他这样掷地有声,有几个坐在角落里慢慢吃猪食的俘虏就放下了饭碗,也跟着默不作声地站了起来。
少年冷笑了一声,“倒有胆量,带他们出去!”
窝棚里剩下三十几个俘虏,谁也不敢说话。
天渐渐暗下去,营地里升起了灯火,火光影影绰绰,留给他们充足的时间去回想家乡的美好。
……家乡一点也不美好,处处不及大宋富足。
可那是他们的家,那低矮的草屋被雪一压就要塌了,可里面能飘出热乎乎的香气。打不得猎的日子,父亲也知道去哪挖几条田鼠回来,母亲在房后的水缸下竟然还藏了一包稗子。
他就嚼着那些怎么炖也炖不烂的草籽,喝着有田鼠血沫的热汤。
再喝一回就好了,奚族人这样想。
风渐渐地大了起来,在宋军的营地里横冲直撞。
窝棚门突然被打开了,有人撞上去,还发出了巨大的声响!
所有的俘虏都被这声响吓了一跳,立刻转头去看。
那几个契丹俘虏回来了。
火光照耀下,能看到外表没有伤,脸蛋还红红的。
有宋军很嫌弃地将他们推了进去,又丢进去几条被子
“若不是帝姬下令,善待契丹俘虏,”那个宋军大声道,“你们这般狗东西,都该被砍头!”

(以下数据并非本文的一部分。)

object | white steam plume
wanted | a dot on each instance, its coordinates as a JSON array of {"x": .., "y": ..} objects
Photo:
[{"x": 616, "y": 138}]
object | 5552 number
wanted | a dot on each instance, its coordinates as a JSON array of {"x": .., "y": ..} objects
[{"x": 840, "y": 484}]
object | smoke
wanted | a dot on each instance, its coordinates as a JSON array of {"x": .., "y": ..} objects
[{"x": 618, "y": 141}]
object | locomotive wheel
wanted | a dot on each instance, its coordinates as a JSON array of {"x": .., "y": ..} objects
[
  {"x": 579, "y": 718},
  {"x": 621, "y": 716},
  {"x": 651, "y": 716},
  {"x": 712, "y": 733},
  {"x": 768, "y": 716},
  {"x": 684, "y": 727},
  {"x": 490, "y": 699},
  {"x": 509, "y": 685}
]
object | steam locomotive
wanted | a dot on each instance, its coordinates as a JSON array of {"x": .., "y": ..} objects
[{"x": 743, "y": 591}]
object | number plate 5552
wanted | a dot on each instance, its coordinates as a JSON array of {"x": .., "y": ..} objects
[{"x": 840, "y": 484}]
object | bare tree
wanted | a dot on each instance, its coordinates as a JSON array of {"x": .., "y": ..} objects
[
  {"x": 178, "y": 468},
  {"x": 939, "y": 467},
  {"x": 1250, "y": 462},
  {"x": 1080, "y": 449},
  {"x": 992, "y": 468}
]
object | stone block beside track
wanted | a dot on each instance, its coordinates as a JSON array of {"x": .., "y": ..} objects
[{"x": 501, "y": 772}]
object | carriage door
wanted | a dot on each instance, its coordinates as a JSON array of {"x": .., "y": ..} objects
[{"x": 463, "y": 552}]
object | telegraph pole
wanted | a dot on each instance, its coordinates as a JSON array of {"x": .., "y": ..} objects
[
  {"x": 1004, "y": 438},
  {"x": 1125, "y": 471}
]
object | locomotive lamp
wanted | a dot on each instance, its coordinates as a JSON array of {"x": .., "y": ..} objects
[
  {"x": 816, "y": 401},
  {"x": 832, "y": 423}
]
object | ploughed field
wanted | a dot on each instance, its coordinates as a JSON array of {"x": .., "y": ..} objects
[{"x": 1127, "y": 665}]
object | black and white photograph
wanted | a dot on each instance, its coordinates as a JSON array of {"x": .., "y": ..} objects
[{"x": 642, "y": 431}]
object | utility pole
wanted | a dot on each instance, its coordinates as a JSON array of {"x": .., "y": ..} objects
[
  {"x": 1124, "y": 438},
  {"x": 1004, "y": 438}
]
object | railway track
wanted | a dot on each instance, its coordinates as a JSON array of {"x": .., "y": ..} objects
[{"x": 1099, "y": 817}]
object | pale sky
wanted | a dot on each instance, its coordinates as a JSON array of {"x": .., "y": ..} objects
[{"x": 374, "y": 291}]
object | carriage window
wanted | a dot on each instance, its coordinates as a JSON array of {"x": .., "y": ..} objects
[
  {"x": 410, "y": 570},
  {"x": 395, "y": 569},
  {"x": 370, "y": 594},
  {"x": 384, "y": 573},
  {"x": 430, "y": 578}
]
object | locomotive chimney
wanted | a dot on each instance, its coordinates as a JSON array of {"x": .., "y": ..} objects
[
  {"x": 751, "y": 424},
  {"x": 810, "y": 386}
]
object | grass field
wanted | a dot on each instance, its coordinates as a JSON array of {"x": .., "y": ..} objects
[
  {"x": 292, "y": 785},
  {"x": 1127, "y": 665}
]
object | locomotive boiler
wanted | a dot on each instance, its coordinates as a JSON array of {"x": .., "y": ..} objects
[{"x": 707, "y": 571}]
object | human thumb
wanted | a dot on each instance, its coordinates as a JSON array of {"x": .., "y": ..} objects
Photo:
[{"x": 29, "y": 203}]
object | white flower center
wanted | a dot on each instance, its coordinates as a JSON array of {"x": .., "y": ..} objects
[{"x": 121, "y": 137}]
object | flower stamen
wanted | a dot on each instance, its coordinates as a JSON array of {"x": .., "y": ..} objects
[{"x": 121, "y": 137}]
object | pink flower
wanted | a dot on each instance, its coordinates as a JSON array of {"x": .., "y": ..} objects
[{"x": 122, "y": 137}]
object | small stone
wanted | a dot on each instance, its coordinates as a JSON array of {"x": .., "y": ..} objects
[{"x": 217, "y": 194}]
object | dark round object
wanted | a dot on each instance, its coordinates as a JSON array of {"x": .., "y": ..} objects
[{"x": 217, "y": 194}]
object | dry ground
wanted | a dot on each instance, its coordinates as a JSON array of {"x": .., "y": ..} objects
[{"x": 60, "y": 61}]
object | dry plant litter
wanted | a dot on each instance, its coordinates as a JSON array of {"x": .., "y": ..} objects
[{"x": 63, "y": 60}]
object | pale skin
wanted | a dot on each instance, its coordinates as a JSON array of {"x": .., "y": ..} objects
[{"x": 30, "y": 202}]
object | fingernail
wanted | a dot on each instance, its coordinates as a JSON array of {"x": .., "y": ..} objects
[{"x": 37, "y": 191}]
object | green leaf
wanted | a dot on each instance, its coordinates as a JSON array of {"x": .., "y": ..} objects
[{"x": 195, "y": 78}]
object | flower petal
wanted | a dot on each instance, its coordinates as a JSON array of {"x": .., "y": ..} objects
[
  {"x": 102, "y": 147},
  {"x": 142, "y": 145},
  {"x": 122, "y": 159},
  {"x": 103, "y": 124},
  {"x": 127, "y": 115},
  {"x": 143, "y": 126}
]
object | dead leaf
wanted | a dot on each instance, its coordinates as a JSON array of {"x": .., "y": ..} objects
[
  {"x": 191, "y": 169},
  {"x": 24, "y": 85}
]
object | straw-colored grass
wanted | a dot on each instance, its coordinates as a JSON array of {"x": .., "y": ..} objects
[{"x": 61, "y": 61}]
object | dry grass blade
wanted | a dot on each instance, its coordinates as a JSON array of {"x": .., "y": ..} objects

他骂完就关上窝棚离开了,留下几个契丹人抱着自己的被子,磨磨蹭蹭地找地方睡觉。
窝棚里又静了一会儿。
忽然就炸了!
帝姬!什么叫帝姬!什么叫善待!凭什么善待契丹人啊?!怎么善待的你们?!
那个为首的契丹人被一群人围着,他眼睛怔怔地睁着,很想说句话。
但过了半晌,他也没说出来,只是打了一个嗝儿。
有热烘烘的酒气从他嘴巴里钻了出来,扑了这群异族士兵一脸。
硬了硬了,他们想,拳头硬了。
但是,还不能打!
得仔细问问到底怎么回事啊!
北风呼啸的一夜很快就过去了。
第二日清晨,窝棚门又被打开了。
照旧是稗子加草煮出来的猪食,但这次没有契丹人的份例了。
“帝姬恩典,放这几个契丹人回去,”那个少年冷着脸说,“将他们押去石岭关。”
三十几个俘虏,谁都不敢吱声,就看着那几个契丹人发怔。
为首的契丹小队长上前一步,一脸郑重,正准备行一个大礼,感谢这位帝姬的恩德时,一旁忽然窜出来一个奚族人!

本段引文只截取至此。